Publication year - 2001
Publication title -
biological journal of the linnean society
Language(s) - English
Resource type - Journals
SCImago Journal Rank - 0.906
H-Index - 112
eISSN - 1095-8312
pISSN - 0024-4066
DOI - 10.1111/j.1095-8312.2001.tb01405.x
Subject(s) - biology , araucaria , herbivore , ecology , evolutionary biology
Studies of a variety of phenomena, ranging from rates of molecular substitution to rates of diversification, draw on estimates of geological age. Studies incorporating estimates of timing from fossils or other geological evidence are largely of relatively young, Tertiary divergences, to which older systems may provide useful comparisons. One apparently old assemblage comprises the beetle groups associated with the ancient genus Araucaria that share comparable, ostensibly Gondwanan distributions with their host. Our previous studies suggested a possibly Cretaceous age for Araucaria associations in bark beetles. However, the absence of confirmed bark beetle fossils earlier than the Tertiary has been taken as evidence of Cretaceous absence, and their confirmed phylogenetic position within the primitively angiosperm‐feeding weevil family rules out pre‐angiosperm, Jurassic origins. Nevertheless, an early shift from angiosperms to Araucaria seemed plausible in the light of Araucaria fossil history which spans the Mesozoic since the Jurassic.
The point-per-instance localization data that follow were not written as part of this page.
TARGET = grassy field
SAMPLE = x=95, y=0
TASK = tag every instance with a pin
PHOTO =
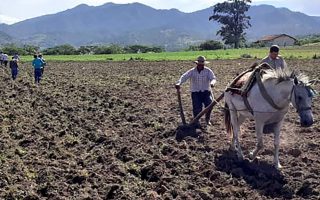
x=306, y=52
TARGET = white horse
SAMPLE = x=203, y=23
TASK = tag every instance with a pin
x=283, y=88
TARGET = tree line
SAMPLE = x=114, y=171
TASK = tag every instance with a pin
x=68, y=49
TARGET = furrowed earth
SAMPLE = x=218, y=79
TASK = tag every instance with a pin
x=106, y=130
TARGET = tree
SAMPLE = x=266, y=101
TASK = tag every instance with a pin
x=231, y=14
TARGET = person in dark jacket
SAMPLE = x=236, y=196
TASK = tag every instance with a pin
x=14, y=68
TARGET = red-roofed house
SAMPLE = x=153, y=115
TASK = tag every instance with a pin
x=281, y=40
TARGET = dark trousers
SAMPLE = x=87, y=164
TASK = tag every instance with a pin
x=37, y=75
x=198, y=100
x=14, y=73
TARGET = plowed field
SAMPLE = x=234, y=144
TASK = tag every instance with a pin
x=106, y=130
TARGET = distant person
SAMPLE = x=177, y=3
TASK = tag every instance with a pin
x=5, y=59
x=16, y=56
x=14, y=68
x=37, y=65
x=201, y=78
x=1, y=58
x=44, y=63
x=274, y=59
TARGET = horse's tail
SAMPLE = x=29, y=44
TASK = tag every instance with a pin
x=227, y=119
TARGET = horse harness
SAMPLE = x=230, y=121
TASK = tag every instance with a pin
x=255, y=77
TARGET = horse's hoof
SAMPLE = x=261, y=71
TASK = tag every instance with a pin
x=240, y=156
x=232, y=148
x=278, y=166
x=252, y=156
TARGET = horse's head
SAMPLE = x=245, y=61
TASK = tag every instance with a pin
x=301, y=99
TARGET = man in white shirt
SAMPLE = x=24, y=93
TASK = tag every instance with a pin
x=1, y=59
x=274, y=59
x=5, y=59
x=201, y=78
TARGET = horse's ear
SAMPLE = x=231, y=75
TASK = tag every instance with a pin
x=295, y=80
x=293, y=74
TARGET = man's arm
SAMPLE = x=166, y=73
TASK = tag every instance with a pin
x=183, y=78
x=212, y=78
x=284, y=64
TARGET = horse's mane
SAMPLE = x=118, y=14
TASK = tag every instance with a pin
x=285, y=75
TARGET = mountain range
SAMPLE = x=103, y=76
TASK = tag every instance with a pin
x=135, y=23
To resolve the phylogenetic affinities and to estimate divergence times of the Australian and South American bark beetle genera affiliated with Araucaria we analysed DNA sequences of nuclear and mitochondrial genes: protein coding elongation factor alpha, enolase and cytochrome oxidase I. The most parsimonious reconstruction of the host relationships of Tomicini from the combined dataset corroborates the ancestral association with the genus Araucaria of both South American and Australian Tomicini. Bayesian estimation of divergence times indicates that the divergence between the Australian and the South American Araucaria‐feeding taxa occurred at the very latest in the Cretaceous/Paleocene border and that the age of the first Scolytinae‐Araucarsa association would then be during the later stages of the Late Cretaceous, while other known beetle/Araucaria associations are Jurassic.